= Sean Senvirtne =

Australian businessman

Sean Senvirtne is an Australian businessman. He is the founder of the online marketplace MyDeal, which later became a subsidiary of Woolworths Group. In 2022, he sold the majority share of the MyDeal group to Woolworths in a deal worth $280 million. He retained shares in the business, and remained as the chief executive of MyDeal until its closure in late 2025.
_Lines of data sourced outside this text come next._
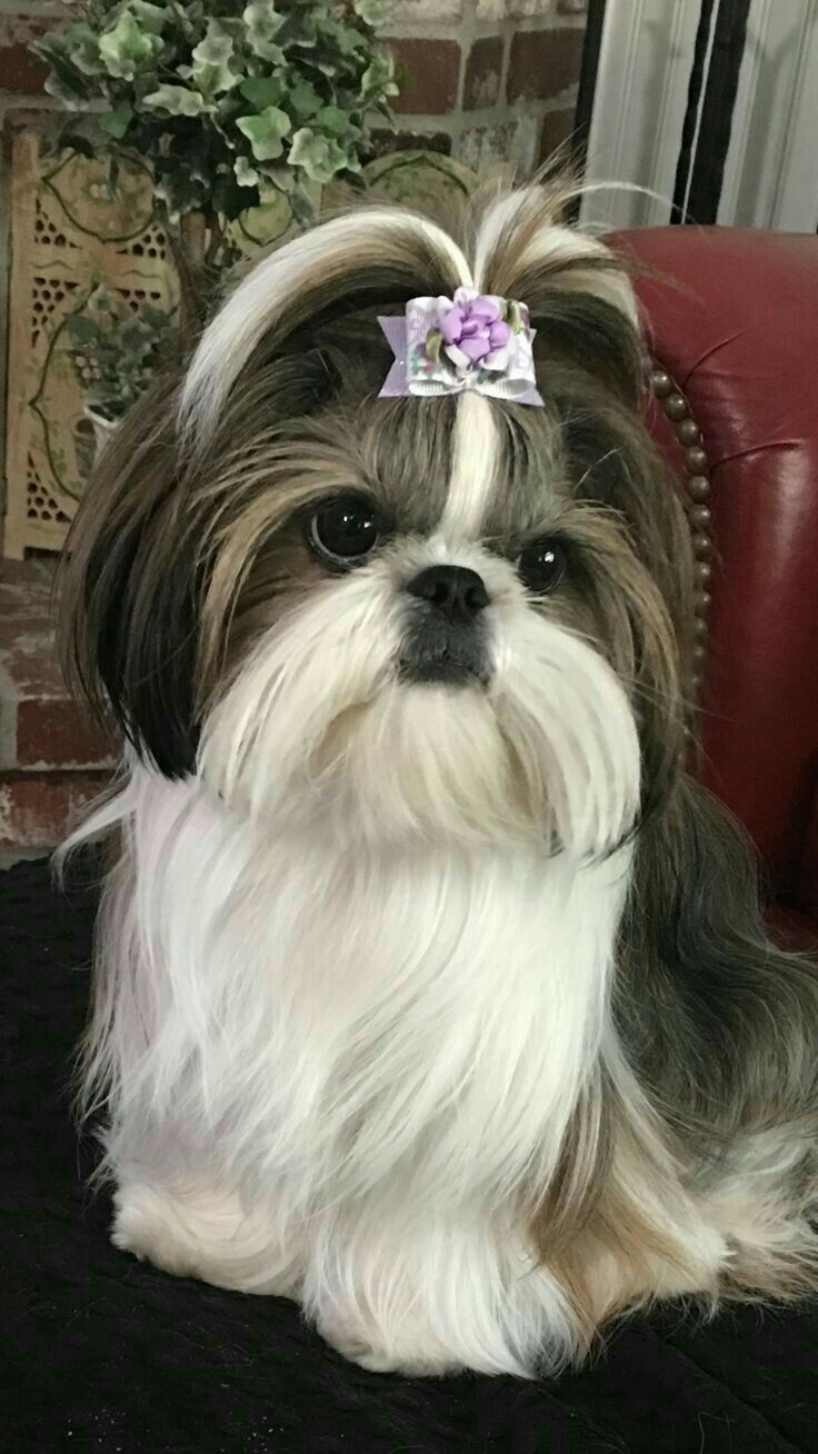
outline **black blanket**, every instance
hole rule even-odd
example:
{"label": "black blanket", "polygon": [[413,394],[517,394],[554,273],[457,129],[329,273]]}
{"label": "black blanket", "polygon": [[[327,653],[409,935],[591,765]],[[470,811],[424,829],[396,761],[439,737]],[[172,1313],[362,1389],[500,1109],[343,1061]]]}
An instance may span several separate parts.
{"label": "black blanket", "polygon": [[68,1105],[93,890],[0,872],[0,1450],[51,1454],[793,1454],[818,1451],[818,1310],[679,1310],[556,1383],[350,1367],[278,1298],[116,1252]]}

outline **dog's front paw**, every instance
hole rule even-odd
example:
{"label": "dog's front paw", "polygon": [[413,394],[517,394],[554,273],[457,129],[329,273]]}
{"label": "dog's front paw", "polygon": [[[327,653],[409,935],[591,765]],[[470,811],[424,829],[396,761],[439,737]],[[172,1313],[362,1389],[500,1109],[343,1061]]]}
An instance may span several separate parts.
{"label": "dog's front paw", "polygon": [[234,1195],[129,1182],[113,1201],[110,1240],[121,1252],[174,1277],[241,1293],[296,1296],[296,1258],[283,1256],[267,1218],[248,1214]]}
{"label": "dog's front paw", "polygon": [[[318,1320],[318,1332],[350,1362],[369,1373],[397,1373],[405,1378],[440,1378],[445,1374],[461,1373],[462,1362],[446,1357],[442,1349],[423,1346],[417,1336],[410,1341],[398,1333],[389,1343],[375,1329],[362,1328],[352,1317],[340,1313],[325,1314]],[[414,1346],[413,1346],[414,1342]]]}

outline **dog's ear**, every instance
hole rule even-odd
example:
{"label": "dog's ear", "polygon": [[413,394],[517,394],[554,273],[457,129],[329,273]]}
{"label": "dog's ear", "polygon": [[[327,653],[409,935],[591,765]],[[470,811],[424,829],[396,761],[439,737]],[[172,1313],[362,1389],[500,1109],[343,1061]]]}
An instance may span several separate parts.
{"label": "dog's ear", "polygon": [[106,443],[61,569],[64,670],[170,778],[196,758],[201,564],[176,473],[176,390],[163,381]]}
{"label": "dog's ear", "polygon": [[631,276],[604,243],[564,225],[570,180],[525,188],[484,212],[474,244],[475,281],[481,292],[526,304],[546,385],[548,368],[564,362],[636,406],[644,349]]}
{"label": "dog's ear", "polygon": [[753,848],[687,776],[639,835],[617,958],[631,1063],[657,1106],[709,1134],[702,1156],[766,1128],[770,1086],[795,1140],[815,1127],[818,974],[770,942]]}
{"label": "dog's ear", "polygon": [[[163,378],[116,429],[67,547],[62,659],[160,772],[195,769],[253,553],[288,507],[273,457],[289,433],[292,464],[299,422],[339,393],[344,365],[325,340],[363,308],[468,281],[456,244],[420,215],[337,217],[262,259],[185,377]],[[381,346],[375,318],[370,333]]]}
{"label": "dog's ear", "polygon": [[481,289],[527,305],[568,473],[622,526],[623,548],[594,585],[633,688],[647,814],[673,792],[693,727],[690,532],[645,423],[647,349],[629,265],[562,224],[571,193],[568,177],[500,198],[477,231],[475,273]]}
{"label": "dog's ear", "polygon": [[202,455],[231,394],[288,340],[469,282],[469,265],[448,233],[400,208],[359,208],[273,250],[232,292],[193,355],[179,414],[186,448]]}

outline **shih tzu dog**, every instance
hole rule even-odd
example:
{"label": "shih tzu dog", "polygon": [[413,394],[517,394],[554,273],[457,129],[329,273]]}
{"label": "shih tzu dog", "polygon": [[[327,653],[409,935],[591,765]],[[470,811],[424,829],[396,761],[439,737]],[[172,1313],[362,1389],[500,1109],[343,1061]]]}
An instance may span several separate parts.
{"label": "shih tzu dog", "polygon": [[628,272],[559,206],[272,252],[70,545],[128,740],[81,833],[113,1240],[370,1370],[818,1285],[818,976],[686,774],[686,519]]}

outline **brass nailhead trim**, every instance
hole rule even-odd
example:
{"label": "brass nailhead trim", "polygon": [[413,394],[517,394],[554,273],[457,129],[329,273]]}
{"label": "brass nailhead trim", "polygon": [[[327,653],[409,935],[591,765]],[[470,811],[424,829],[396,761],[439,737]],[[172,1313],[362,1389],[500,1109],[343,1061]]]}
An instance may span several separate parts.
{"label": "brass nailhead trim", "polygon": [[658,398],[664,414],[676,426],[676,438],[684,449],[684,465],[687,478],[684,481],[686,510],[690,525],[690,539],[693,544],[696,592],[693,596],[693,689],[699,694],[706,660],[708,640],[708,611],[710,608],[710,593],[708,586],[712,577],[709,557],[713,553],[710,538],[710,481],[708,478],[708,455],[702,445],[702,430],[690,417],[690,406],[673,382],[667,369],[655,368],[649,375],[649,385],[654,398]]}

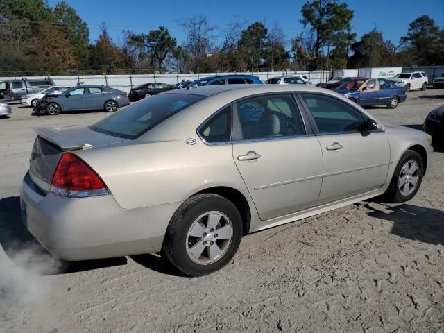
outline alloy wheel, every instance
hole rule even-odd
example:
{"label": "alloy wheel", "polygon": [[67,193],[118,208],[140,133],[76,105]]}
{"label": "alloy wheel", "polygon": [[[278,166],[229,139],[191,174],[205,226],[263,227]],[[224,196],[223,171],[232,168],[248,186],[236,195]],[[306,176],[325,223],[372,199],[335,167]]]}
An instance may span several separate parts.
{"label": "alloy wheel", "polygon": [[117,110],[117,105],[116,104],[116,102],[110,101],[109,102],[106,103],[105,108],[108,112],[114,112]]}
{"label": "alloy wheel", "polygon": [[227,252],[233,237],[232,223],[221,212],[208,212],[193,222],[186,238],[187,253],[194,262],[208,265]]}
{"label": "alloy wheel", "polygon": [[419,166],[418,163],[410,160],[407,162],[400,173],[398,186],[404,196],[410,195],[416,188],[419,180]]}

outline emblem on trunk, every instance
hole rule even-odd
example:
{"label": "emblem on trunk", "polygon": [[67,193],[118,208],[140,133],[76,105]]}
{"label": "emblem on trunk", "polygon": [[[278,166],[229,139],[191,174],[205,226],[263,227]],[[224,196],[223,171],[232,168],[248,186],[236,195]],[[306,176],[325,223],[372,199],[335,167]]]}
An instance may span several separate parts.
{"label": "emblem on trunk", "polygon": [[192,137],[187,139],[187,141],[185,141],[185,144],[189,144],[190,146],[193,146],[196,144],[196,139],[193,139]]}

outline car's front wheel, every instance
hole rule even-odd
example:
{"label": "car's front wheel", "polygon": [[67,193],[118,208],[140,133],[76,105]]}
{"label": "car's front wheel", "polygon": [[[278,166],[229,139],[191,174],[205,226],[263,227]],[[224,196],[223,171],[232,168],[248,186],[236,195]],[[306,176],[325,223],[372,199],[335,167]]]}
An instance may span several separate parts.
{"label": "car's front wheel", "polygon": [[391,203],[411,199],[419,189],[424,175],[424,162],[416,151],[407,151],[396,166],[388,189],[384,194]]}
{"label": "car's front wheel", "polygon": [[182,203],[171,218],[163,250],[183,273],[205,275],[232,259],[242,228],[241,215],[231,201],[216,194],[199,194]]}
{"label": "car's front wheel", "polygon": [[50,116],[56,116],[60,113],[60,105],[56,103],[49,103],[46,105],[46,113]]}
{"label": "car's front wheel", "polygon": [[107,112],[114,112],[117,110],[117,103],[114,101],[108,101],[105,103],[105,111]]}
{"label": "car's front wheel", "polygon": [[398,99],[398,97],[393,96],[393,97],[390,98],[388,103],[387,104],[387,108],[388,108],[389,109],[395,109],[398,106],[398,103],[399,100]]}

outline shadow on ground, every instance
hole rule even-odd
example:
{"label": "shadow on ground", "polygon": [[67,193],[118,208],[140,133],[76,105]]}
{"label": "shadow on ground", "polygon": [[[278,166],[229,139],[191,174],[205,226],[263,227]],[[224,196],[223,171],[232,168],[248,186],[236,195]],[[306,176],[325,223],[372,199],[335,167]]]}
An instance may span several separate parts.
{"label": "shadow on ground", "polygon": [[173,276],[187,276],[174,267],[165,257],[165,255],[161,253],[132,255],[130,257],[139,265],[157,273]]}
{"label": "shadow on ground", "polygon": [[444,212],[403,204],[386,207],[389,212],[367,206],[368,216],[393,222],[391,233],[402,238],[436,245],[444,245]]}
{"label": "shadow on ground", "polygon": [[402,127],[408,127],[409,128],[413,128],[413,130],[422,130],[422,125],[402,125]]}
{"label": "shadow on ground", "polygon": [[439,95],[422,95],[417,98],[427,99],[444,99],[444,93]]}

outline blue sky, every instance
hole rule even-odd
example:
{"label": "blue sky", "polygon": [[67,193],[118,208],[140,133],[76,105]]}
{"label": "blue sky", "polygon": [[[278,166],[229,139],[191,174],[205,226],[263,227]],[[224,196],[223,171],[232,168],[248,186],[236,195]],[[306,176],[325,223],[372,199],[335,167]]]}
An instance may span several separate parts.
{"label": "blue sky", "polygon": [[[278,22],[289,40],[304,31],[299,23],[300,8],[306,0],[65,0],[86,21],[94,42],[100,33],[101,22],[116,42],[123,29],[135,33],[146,33],[160,25],[168,28],[180,43],[185,33],[178,24],[194,15],[207,16],[220,33],[236,15],[249,23],[264,21],[271,26]],[[53,6],[58,0],[49,0]],[[346,0],[355,11],[353,31],[359,38],[373,28],[380,30],[386,40],[398,44],[409,24],[422,15],[427,15],[443,27],[444,0]]]}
As a businessman, he has been recognised by Australian media for his entrepreneurship.

==Career==
In his twenties, Senvirtne founded two startups. The second of which was NiteGuide, which ran as a Whitepages specifically for nightclubs in Australia. To make the website profitable, Senvirtne between 2007 and 2011 pitched advertising packages for the website, which gave him the idea for MyDeal.

In 2011, Sean Senvirtne founded MyDeal, an online marketplace in Australia for independent sellers to sell goods, often furniture and homeware. By 2015, Deloitte listed E-com, the parent of MyDeal, as the ninth fastest growing tech company in Australia. Senvirtne was recognised for the growth of MyDeal by CEO Magazine, when he was put forward for its CEO of the Year award.

By 2019, Australian Financial Review reported that MyDeal had reached $60 million AUD Gross Turnover Value (GTV) run rate, and would consider an initial public offering. Around the same time, Senvirtne announced that MyDeal would begin to offer a range of products via its own private label. In October 2020, it was announced that MyDeal would be floated on the Australian Stock Exchange (ASX). It valued MyDeal at A$259 million. After it listed on the ASX, MyDeal initially increased its share value by around 80%.

In May 2022, Woolworths made an offer to acquire up to 80% of MyDeal.com.au from Senvirtne. The deal was touted my Australian media to create an online platform for Woolworths that could rival Amazon in the country, in a deal worth $243 million. As part of the deal, Senvirtne would retain a 20% stake. As the Woolworths acquisition of MyDeal was finalised, it was announced that Big W would expand its online reach by listing its products on MyDeal. Following the deal, Senvirtne remained as chief executive of MyDeal. In August 2022, he frequently appeared in the media following a data breach. MyDeal was shut down by Woolworths in late 2025.